鷗外屋敷から外堀が約一キロメートル続いてきたが、この絵の先が終点となる。

向こうに総門と石垣が見える。道路には8人の人の姿。

ややっ!坊主頭。まさかこの人もこの絵を描いた茶坊主の格斎さんなのか?

番傘を手に着流しの侍さんらしき人物と話している。(背筋の伸びがとても町人とは思えない)

津和野は昔から雨の多いころで、「弁当は忘れても傘は忘れるな」と年寄りがよく忠言する所である。

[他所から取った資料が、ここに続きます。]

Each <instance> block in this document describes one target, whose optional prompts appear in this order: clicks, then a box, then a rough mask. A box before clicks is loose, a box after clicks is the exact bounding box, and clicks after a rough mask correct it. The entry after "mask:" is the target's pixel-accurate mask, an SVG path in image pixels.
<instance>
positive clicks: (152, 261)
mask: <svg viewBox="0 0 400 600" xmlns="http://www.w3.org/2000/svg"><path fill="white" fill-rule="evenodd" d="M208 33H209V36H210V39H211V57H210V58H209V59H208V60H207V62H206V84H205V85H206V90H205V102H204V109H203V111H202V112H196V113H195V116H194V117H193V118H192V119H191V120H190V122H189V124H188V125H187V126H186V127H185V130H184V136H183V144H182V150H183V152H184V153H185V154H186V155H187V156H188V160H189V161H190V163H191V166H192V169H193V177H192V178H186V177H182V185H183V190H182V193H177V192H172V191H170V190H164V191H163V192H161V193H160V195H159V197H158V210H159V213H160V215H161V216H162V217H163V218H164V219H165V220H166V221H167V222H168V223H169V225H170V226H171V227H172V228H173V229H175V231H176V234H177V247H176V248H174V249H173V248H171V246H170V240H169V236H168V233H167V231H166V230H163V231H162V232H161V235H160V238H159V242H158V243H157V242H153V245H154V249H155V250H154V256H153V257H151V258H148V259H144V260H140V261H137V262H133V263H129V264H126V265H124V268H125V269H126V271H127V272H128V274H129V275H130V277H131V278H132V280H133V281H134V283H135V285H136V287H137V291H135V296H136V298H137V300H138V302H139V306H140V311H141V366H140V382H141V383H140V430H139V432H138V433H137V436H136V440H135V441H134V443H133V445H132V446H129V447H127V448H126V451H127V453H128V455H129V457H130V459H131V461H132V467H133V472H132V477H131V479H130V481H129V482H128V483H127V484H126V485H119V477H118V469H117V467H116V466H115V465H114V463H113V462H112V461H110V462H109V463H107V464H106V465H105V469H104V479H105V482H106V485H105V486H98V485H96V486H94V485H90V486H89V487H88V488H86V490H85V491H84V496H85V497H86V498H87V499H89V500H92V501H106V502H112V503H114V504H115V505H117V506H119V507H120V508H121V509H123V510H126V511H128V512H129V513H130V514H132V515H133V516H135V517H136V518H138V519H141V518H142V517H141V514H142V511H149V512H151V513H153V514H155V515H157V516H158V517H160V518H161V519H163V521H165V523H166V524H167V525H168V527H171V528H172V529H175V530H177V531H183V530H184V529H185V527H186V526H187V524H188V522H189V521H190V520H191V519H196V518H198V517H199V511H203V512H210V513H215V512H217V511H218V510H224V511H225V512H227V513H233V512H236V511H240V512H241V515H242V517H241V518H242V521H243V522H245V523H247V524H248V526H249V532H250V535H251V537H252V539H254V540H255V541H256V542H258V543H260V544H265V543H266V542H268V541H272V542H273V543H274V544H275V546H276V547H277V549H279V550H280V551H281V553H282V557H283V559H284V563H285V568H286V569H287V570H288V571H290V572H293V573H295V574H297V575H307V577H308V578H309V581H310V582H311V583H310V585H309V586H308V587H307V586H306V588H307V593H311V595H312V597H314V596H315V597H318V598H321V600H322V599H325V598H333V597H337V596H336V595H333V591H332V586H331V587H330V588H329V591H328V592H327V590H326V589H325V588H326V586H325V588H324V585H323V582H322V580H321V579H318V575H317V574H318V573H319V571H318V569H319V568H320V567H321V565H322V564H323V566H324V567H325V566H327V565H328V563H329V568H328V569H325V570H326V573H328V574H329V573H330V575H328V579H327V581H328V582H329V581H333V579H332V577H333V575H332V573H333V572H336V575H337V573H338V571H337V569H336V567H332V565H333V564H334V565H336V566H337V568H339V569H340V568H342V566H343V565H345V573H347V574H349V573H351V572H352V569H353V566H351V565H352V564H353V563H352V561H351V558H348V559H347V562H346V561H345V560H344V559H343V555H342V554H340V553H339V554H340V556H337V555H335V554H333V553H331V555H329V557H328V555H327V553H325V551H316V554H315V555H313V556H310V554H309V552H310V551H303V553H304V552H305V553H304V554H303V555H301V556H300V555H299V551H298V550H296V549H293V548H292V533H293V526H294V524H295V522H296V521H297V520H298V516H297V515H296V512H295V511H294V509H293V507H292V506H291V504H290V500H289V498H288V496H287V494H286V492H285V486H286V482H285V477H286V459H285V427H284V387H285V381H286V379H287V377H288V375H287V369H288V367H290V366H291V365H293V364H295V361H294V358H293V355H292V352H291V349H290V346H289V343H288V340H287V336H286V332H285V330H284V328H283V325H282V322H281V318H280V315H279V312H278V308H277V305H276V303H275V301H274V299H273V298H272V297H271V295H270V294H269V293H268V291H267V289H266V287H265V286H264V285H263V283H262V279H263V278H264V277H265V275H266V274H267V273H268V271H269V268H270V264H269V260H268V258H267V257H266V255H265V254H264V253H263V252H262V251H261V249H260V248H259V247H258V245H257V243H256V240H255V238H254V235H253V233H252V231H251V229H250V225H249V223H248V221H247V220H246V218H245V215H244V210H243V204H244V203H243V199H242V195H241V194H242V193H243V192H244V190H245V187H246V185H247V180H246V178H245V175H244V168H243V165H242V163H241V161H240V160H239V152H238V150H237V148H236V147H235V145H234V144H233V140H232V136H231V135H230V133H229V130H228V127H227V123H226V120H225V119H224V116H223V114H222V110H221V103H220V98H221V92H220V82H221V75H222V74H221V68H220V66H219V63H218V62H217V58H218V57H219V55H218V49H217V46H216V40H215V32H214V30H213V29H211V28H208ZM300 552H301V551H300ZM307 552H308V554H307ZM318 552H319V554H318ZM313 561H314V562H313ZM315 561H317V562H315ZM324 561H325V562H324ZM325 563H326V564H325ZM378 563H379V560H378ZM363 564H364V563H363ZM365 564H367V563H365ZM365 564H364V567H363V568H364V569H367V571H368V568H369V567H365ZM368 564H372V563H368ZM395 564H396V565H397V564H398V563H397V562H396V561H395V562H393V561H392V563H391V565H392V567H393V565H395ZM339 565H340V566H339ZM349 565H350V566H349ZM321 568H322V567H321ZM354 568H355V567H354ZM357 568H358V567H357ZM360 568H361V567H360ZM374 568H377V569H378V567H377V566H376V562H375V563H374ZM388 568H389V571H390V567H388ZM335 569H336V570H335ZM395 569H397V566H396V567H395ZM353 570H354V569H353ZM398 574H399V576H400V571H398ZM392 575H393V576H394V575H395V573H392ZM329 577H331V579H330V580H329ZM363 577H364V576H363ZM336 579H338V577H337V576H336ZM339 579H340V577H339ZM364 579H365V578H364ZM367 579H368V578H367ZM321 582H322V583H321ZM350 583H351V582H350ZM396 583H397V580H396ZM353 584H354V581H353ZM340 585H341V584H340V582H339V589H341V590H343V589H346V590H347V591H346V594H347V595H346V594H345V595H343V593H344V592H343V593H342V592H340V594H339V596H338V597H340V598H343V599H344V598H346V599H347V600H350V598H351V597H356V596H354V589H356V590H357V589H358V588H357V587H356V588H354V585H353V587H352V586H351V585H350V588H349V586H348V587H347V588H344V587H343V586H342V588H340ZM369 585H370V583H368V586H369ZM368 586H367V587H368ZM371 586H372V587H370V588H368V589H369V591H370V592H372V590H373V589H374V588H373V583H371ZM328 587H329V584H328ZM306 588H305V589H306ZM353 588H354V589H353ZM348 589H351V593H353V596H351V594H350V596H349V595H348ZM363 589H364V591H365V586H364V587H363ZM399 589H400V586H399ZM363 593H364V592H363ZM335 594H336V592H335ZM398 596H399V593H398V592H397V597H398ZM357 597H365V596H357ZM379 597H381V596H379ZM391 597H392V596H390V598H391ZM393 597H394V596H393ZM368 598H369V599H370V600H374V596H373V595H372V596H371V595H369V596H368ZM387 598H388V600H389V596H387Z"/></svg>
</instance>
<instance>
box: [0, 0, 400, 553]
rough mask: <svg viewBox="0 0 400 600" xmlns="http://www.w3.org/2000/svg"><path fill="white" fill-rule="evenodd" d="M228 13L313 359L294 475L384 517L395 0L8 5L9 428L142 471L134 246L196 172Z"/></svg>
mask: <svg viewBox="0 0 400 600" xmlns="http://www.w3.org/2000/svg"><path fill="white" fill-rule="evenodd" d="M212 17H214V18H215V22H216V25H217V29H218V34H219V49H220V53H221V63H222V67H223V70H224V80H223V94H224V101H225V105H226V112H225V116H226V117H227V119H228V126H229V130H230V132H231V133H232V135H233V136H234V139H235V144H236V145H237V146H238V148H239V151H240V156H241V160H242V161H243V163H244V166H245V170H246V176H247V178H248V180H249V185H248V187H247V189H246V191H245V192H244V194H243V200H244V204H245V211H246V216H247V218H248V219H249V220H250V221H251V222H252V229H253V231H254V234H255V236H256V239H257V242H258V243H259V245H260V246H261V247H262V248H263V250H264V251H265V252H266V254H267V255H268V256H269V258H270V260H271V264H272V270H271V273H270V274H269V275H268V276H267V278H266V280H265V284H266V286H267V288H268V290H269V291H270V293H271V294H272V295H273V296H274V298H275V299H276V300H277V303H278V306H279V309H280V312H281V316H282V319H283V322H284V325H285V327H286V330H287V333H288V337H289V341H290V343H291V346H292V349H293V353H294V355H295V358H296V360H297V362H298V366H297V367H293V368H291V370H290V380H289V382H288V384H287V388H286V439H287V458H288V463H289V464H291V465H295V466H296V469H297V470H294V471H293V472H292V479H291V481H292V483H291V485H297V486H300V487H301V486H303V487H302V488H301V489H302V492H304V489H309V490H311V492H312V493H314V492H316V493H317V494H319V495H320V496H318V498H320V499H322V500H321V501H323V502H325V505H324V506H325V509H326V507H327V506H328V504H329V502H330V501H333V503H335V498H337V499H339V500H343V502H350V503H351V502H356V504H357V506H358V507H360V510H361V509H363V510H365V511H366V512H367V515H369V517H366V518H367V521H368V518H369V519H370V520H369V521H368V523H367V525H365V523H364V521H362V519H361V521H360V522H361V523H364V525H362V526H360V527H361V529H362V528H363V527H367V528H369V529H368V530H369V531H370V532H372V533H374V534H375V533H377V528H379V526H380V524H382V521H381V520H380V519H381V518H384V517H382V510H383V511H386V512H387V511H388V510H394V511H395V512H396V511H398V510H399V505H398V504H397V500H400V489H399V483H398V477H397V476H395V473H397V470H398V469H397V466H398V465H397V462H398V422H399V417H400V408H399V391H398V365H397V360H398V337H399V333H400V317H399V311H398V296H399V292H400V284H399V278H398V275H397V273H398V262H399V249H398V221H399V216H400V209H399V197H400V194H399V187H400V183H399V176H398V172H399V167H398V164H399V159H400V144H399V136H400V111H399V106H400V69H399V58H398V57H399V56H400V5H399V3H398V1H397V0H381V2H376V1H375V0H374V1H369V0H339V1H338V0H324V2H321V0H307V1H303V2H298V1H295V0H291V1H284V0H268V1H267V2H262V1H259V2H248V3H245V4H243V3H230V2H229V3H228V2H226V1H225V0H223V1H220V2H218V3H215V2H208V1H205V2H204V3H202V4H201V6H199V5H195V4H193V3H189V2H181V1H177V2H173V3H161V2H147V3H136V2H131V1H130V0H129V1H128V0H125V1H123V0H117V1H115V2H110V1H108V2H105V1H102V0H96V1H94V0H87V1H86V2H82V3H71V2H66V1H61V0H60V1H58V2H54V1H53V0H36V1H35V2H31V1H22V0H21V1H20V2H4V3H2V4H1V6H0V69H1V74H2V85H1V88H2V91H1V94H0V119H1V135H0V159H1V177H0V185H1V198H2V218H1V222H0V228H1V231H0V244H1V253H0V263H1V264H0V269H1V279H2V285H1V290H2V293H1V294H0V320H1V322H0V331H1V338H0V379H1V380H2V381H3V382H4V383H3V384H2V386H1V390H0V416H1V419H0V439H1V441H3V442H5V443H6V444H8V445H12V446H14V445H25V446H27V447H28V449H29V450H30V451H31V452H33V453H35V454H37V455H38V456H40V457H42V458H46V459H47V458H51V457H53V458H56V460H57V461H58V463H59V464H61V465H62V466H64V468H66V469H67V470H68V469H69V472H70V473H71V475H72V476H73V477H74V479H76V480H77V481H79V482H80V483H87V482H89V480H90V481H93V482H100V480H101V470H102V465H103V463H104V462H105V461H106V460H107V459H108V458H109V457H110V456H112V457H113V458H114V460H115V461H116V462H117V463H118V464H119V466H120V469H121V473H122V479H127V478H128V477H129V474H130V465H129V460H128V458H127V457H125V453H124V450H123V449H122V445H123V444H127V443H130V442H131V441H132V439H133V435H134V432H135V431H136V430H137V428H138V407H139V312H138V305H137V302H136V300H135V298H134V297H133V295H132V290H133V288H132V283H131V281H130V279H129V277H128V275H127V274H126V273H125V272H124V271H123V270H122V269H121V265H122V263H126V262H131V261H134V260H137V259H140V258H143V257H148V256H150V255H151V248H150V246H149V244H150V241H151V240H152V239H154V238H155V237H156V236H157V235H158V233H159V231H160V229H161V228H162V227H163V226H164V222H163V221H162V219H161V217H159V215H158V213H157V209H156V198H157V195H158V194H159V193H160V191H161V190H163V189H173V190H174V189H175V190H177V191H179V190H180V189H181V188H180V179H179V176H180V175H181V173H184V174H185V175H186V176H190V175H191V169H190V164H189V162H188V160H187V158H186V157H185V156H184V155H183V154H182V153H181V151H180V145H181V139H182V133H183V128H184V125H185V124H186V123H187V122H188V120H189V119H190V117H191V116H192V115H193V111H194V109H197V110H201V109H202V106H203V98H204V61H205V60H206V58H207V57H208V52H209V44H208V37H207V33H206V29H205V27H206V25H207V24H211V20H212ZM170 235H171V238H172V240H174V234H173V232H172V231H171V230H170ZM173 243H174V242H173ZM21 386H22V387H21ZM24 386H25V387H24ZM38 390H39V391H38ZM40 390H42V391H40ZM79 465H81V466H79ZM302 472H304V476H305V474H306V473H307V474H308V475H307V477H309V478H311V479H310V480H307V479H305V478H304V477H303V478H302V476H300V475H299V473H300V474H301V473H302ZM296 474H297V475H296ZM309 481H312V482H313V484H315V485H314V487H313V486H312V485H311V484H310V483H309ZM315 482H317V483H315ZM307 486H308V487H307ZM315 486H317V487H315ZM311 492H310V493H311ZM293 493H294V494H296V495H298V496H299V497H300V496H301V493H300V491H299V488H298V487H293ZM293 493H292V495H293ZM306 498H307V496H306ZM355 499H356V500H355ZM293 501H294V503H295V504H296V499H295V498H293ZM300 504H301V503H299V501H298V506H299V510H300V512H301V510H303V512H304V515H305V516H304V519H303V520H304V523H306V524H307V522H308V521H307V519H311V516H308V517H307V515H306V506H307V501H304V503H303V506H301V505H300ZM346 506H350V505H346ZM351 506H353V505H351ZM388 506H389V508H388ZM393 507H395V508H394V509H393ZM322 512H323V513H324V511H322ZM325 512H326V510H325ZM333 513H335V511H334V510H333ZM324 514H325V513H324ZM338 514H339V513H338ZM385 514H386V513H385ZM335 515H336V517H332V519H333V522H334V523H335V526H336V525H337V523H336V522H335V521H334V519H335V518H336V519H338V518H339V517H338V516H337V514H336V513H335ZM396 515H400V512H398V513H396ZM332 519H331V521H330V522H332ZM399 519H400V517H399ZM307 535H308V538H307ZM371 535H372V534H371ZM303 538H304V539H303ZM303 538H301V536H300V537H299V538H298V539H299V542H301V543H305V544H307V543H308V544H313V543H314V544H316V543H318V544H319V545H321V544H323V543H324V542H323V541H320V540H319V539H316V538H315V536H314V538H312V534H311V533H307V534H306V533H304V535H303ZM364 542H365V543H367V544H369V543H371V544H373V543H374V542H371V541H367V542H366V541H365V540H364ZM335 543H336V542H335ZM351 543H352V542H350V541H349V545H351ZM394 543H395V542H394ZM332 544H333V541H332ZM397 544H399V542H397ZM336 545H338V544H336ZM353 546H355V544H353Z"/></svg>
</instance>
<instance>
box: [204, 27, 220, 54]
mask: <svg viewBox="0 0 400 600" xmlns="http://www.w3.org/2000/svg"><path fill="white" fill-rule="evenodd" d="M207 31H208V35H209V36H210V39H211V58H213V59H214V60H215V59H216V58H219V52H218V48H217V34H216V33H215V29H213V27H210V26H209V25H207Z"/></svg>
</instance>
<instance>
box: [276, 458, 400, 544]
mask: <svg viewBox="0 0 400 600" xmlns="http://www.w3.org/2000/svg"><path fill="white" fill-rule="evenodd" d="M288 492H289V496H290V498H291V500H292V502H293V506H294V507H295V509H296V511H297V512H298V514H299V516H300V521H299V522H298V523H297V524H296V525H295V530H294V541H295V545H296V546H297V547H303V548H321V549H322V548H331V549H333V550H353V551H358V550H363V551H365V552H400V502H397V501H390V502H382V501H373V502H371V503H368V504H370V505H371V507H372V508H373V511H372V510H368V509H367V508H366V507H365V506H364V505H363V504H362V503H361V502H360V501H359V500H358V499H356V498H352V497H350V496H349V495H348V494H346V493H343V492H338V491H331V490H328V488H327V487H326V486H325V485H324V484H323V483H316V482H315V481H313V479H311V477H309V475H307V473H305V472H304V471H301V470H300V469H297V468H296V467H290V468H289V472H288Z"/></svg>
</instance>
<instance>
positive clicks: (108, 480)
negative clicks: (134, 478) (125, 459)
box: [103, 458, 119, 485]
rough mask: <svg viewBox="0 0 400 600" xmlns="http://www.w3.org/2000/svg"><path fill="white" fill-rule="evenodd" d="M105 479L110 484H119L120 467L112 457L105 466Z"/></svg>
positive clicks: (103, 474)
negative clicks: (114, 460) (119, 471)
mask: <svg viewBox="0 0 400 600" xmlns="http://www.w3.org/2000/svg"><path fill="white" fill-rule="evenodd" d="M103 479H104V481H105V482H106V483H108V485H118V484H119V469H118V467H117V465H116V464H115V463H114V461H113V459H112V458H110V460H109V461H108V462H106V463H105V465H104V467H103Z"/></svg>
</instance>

青野山に雲がかかっているのか、用心の傘を忘れずに携帯している。

格斎さんかもと書いたが、幕末の頃、お数寄屋番は少なくとも4人はいたので、若しかしたらその一人かもしれない。

棒手振(ぼてふり)もいるが魚売りだろうか?

津和野藩は日本海まで藩領を持っており、海から約三十キロは離れているが、

棒手振はなんと天秤棒担いで山を越え、4時間ぐらいで来たというから驚きだ。

この辺りは一応中・下級武士の生活圏であるが、実際は町人たちも混在している。

実は本町の総門やこの先の森の総門を通らずに、川下の橋(今の丸山橋)を渡れば自由に来られることになっている。

本町と森町、町田は殿町、大橋を通らずにツーカーなのだ。

この辺りは色んな階層、職業の者が入り乱れ、日常生活を楽しんでいた、活気のある場所なのだ。

そのことを格斎さんは描きたかったに違いない。